Conditional routes do not forward to correct index

Hi!

Version: Latest opensearch dataprepper image: opensearchproject/data-prepper:latest

Describe the issue: I am having problems with conditional routes and sending the logs to the respective sinks with fluent-bit. Even though I define a route like

route:
    - linux-syslog: '/filepath == "/var/log/messages"'
all logs with this filepath will be diverted to a random sink or end up in the sink without a route.

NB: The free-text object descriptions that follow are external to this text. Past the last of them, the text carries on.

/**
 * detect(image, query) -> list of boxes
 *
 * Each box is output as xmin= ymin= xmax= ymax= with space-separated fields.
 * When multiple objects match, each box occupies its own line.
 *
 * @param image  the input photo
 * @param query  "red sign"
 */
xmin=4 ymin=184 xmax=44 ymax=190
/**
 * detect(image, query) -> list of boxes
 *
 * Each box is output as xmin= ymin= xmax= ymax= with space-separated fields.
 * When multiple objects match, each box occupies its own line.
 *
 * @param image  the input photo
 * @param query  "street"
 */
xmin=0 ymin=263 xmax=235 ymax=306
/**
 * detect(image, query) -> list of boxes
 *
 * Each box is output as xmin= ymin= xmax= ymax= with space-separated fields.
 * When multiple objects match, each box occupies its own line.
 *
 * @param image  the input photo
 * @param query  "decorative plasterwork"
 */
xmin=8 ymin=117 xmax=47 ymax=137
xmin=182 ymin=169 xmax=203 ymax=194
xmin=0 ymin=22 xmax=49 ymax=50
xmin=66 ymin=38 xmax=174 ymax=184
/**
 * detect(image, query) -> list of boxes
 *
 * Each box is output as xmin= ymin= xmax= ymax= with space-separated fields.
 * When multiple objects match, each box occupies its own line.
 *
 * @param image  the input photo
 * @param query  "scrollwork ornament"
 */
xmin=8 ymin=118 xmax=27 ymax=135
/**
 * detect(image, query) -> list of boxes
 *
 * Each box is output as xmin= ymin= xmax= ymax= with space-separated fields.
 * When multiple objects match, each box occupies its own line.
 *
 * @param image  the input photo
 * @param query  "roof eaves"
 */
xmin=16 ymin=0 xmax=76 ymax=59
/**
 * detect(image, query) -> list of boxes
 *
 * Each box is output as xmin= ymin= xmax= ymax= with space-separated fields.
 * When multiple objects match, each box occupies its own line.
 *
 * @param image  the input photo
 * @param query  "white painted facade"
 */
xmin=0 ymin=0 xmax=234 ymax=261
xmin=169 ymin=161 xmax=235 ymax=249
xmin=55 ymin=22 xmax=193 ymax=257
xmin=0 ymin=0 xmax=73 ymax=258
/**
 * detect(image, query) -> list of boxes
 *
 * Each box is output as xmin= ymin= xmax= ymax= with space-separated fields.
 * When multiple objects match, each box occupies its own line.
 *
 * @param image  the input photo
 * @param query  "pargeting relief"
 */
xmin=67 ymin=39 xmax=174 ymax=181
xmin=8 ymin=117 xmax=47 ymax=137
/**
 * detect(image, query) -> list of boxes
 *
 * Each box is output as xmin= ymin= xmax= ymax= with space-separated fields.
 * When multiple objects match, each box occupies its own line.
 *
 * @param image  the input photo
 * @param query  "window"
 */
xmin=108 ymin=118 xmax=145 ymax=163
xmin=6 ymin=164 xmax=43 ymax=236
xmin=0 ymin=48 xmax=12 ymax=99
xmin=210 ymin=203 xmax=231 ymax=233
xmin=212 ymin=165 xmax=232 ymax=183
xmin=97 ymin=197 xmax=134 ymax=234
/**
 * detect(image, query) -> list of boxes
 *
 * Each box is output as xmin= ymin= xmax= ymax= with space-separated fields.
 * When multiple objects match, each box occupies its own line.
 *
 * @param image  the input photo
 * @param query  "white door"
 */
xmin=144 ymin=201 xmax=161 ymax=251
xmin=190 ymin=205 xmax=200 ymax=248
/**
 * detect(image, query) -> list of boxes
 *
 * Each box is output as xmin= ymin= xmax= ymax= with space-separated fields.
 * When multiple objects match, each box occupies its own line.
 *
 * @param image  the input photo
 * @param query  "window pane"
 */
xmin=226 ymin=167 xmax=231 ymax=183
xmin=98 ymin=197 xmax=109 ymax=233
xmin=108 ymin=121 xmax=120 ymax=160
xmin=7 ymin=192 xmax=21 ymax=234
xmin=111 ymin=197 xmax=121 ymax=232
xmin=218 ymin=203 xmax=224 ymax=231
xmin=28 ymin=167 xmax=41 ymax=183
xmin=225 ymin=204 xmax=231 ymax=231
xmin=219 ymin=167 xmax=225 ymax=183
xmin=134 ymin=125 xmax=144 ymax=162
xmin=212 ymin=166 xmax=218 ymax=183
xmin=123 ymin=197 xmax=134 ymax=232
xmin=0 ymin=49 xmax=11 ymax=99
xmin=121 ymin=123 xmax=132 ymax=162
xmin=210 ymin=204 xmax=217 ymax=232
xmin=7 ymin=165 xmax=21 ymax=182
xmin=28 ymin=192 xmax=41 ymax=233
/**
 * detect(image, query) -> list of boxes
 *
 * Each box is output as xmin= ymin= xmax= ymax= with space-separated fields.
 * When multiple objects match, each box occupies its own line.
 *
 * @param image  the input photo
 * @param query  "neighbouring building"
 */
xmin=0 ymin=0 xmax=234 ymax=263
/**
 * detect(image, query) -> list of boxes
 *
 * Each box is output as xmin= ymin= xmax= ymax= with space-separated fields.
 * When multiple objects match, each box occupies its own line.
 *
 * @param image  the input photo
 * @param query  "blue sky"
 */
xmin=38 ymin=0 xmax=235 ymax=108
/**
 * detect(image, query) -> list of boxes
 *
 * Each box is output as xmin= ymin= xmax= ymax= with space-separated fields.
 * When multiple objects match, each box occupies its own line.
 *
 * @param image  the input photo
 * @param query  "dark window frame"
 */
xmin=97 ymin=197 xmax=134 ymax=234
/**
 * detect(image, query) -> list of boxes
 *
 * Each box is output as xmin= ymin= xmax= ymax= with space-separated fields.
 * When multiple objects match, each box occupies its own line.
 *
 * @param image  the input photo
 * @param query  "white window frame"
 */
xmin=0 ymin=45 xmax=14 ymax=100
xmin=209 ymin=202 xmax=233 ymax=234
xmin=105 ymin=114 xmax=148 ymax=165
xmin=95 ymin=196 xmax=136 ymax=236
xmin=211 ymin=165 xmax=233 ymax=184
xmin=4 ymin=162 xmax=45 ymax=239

Configuration: My dataprepper pipeline is the following (sensitive data is omitted):

pipeline.yaml:
conditional-routing-linux-pipeline:
  source:
    http:
      port: 2021
      ssl: true
      ssl_key_file: "/usr/share/data-prepper/certs/host-key.pem"
      ssl_certificate_file: "/usr/share/data-prepper/certs/host-crt.pem"
  processor:
    - rename_keys:
        entries:
        - from_key: "log"
          to_key: "message"
  route:
    - linux-syslog: '/filepath == "/var/log/messages"'
    - linux-secure: '/filepath == "/var/log/secure"'
    - linux-audit: '/filepath == "/var/log/audit/audit.log"'
  sink:
    - opensearch:
        hosts: [data nodes]
        cert: "/usr/share/data-prepper/certs/domain-ca-cert.pem"
        username: user
        password: password
        index: linux-syslog
        routes: [linux-syslog]
    - opensearch:
        hosts: [data nodes]
        cert: "/usr/share/data-prepper/certs/domain-ca-cert.pem"
        username: user
        password: password
        index: linux-secure
        routes: [linux-secure]
    - opensearch:
        hosts: [data nodes]
        cert: "/usr/share/data-prepper/certs/domain-ca-cert.pem"
        username: user
        password: password
        index: linux-audit
        routes: [linux-audit]
    - opensearch:
        hosts: [data nodes]
        cert: "/usr/share/data-prepper/certs/domain-ca-cert.pem"
        username: user
        password: password
        index: linux-undefined

My fluent-bit configuration from a host:
fluent-bit.conf:

[INPUT]
    name tail
    path /var/log/messages,/var/log/secure,/var/log/audit/audit.log
    path_key filepath
    tag logs
    refresh_interval 5
    DB /opt/fluent-bit/dbs/flb.db
    #parser trim
[OUTPUT]
    match *
    name stdout
    #name http
    #host dataprepperhost
    #port 2021
    #match logs
    #URI /log/ingest
    #format json
    #Json_date_key timestamp
    #Json_date_format iso8601
    #tls On
    #tls.verify On
[FILTER]
    name record_modifier
    match *
    Record hostname ${HOSTNAME}

This will generate logs like:

[1] logs: [[1751568204.129640072, {}], {"filepath"=>"/var/log/messages", "log"=>"Jul  3 20:42:34 host systemd[1]: check-mk-agent@33087-922-996.service: Deactivated successfully.", "hostname"=>"host"}]
[2] logs: [[1751568204.130433611, {}], {"filepath"=>"/var/log/audit/audit.log", "log"=>"type=SERVICE_STOP msg=audit(1751568154.692:69736): pid=1 uid=0 auid=4294967295 ses=4294967295 subj=system_u:system_r:init_t:s0 msg='unit=check-mk-agent@33087-922-996 comm="systemd" exe="/usr/lib/systemd/systemd" hostname=? addr=? terminal=? res=success'UID="root" AUID="unset"", "hostname"=>"host"}]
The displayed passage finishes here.